Researchers studying five iron-rich hot springs in Japan have identified microbial communities that resemble those believed to have existed during one of Earth’s most significant environmental transitions. These ecosystems help researchers understand how life functioned in low-oxygen, iron-dominated environments—conditions that marked the Earth’s oceans around 2.3 billion years ago.
This era, known as the Great Oxygenation Event, saw atmospheric oxygen levels rise dramatically, forcing early lifeforms to adapt or disappear. While many microorganisms couldn’t survive the change, a small group found ways to persist—and the hot springs in Japan may hold the key to understanding how they did it.
Iron-Rich Hot Springs as Analogues of Early Earth
The hot springs, located across Japan, provide a rare combination of geochemical conditions: high levels of ferrous iron, low oxygen concentrations, and near-neutral pH values. These factors mirror what scientists believe were dominant characteristics of ancient oceans at the onset of oxygenation. According to research published in the journal Microbes and Environment, the springs act as natural laboratories for reconstructing microbial life from the late Archean to early Proterozoic eras.

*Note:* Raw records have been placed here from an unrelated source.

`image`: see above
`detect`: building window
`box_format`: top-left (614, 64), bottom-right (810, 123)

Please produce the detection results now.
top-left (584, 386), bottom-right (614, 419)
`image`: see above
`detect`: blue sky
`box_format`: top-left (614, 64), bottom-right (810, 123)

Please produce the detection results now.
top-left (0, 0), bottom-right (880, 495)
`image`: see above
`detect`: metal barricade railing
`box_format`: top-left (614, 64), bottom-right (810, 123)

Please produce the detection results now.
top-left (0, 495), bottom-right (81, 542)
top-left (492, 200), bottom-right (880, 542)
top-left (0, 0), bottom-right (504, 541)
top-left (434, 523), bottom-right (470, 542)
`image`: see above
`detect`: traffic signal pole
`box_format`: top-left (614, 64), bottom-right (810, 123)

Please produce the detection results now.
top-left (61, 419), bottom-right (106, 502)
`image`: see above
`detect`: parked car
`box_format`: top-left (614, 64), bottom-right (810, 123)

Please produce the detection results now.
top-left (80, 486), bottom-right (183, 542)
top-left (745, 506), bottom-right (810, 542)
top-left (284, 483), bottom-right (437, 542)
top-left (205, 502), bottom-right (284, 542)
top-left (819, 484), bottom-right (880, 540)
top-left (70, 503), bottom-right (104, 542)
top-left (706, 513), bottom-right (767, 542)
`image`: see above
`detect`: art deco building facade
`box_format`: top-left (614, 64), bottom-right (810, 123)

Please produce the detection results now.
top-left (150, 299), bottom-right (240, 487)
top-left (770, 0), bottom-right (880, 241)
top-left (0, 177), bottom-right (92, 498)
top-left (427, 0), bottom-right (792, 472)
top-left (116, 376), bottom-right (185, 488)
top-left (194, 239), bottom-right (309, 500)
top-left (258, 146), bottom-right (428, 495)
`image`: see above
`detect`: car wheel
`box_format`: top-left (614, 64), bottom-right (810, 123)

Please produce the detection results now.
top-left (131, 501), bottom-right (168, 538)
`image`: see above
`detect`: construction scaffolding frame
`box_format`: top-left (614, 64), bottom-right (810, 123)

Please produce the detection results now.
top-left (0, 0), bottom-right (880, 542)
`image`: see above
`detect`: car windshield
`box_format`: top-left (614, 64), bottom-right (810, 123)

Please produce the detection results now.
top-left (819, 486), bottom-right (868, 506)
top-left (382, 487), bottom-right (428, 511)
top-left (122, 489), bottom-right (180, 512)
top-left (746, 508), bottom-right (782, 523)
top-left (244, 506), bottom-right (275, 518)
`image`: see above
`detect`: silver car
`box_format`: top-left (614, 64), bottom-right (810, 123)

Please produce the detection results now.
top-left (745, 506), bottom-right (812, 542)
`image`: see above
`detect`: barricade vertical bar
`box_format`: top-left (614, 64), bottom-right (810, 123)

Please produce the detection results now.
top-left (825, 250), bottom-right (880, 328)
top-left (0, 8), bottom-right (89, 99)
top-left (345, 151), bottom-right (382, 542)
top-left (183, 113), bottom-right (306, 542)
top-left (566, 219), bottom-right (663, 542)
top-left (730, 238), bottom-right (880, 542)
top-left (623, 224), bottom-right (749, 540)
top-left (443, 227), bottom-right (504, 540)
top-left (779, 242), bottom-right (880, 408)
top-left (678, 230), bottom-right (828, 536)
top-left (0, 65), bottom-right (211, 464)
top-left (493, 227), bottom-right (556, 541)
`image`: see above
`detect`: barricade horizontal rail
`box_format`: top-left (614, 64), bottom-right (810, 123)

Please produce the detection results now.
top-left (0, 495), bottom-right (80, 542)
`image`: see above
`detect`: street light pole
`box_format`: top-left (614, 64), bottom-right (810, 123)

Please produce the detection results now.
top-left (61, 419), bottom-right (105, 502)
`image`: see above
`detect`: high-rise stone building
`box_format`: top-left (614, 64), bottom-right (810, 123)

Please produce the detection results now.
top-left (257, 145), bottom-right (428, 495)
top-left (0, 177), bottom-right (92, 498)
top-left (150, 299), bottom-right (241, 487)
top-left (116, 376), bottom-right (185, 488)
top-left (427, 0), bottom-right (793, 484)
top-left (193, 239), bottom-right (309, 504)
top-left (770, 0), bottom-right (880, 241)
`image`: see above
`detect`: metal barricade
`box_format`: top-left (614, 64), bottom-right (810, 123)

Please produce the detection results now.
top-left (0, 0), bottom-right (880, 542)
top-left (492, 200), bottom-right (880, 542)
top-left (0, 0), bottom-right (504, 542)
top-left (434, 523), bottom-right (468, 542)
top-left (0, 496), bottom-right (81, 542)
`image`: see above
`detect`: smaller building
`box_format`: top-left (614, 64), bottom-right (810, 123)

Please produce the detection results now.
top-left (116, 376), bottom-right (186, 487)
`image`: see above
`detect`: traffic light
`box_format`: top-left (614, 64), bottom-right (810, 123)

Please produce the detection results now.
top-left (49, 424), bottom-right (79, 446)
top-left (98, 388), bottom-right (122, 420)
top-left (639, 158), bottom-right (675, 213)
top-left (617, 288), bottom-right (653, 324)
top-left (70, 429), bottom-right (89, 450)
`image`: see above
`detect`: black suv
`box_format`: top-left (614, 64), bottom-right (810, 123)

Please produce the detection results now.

“These iron-rich hot springs provide a unique natural laboratory to study microbial metabolism under early Earth-like conditions,” explained Shawn McGlynn, one of the study’s authors. His team, based at the Earth-Life Science Institute and the Institute of Science Tokyo, has been analyzing microbial genomes and metabolic functions found in the springs.
Out of five springs studied, four were found to host dominant populations of iron-oxidizing bacteria—microbes that use ferrous iron as a primary energy source. These organisms flourish in low-oxygen settings and may reflect how some early microbial life avoided extinction during Earth’s oxygen surge.
Dominance of Iron Oxidizers and Microbial Diversity
The research team recovered and analyzed over 200 high-quality microbial genomes from the spring ecosystems. The data showed a consistent pattern: microaerophilic iron oxidizers were dominant, coexisting with smaller populations of oxygen-producing cyanobacteria and anaerobic microbes. These communities were found to sustain near-complete biogeochemical cycles involving carbon, nitrogen, and sulfur transformations.
“Despite differences in geochemistry and microbial composition across sites,” noted study co-author Fatima Li-Hau, “our results show that in the presence of ferrous iron and limited oxygen, communities of microaerophilic iron oxidizers, oxygenic phototrophs, and anaerobes consistently coexist and sustain remarkably similar and complete biogeochemical cycles.”
Interestingly, only one of the five hot springs showed a different microbial makeup. In that location, non-iron-based metabolisms were dominant—a divergence the researchers plan to examine more closely in future work. But the general consistency of iron-based systems across the other four springs suggests a widespread survival strategy dating back billions of years.
Implications for Planetary Science and Early Ecosystems
The findings could reshape how scientists think about Earth’s early biosphere. Rather than being entirely swept away by the rise in oxygen, some microbial ecosystems may have carved out ecological niches, using iron as an energy source while coexisting with newly emerging oxygenic phototrophs. The springs offer a close look at the structure and function of these ancient systems.
This detailed picture of early microbial ecology is not only about understanding Earth’s past. It could also influence the ongoing search for life beyond our planet. The environmental conditions preserved in these Japanese springs—low oxygen, rich iron content, and neutral pH—may also exist elsewhere in the solar system or on exoplanets.
The research, by highlighting how life can adapt to drastic planetary shifts, lays a foundation for exploring biological resilience in unfamiliar environments. As Li-Hau put it, “This paper expands our understanding of microbial ecosystem function during a crucial period in Earth’s history, the transition from an anoxic, iron-rich ocean to an oxygenated biosphere.”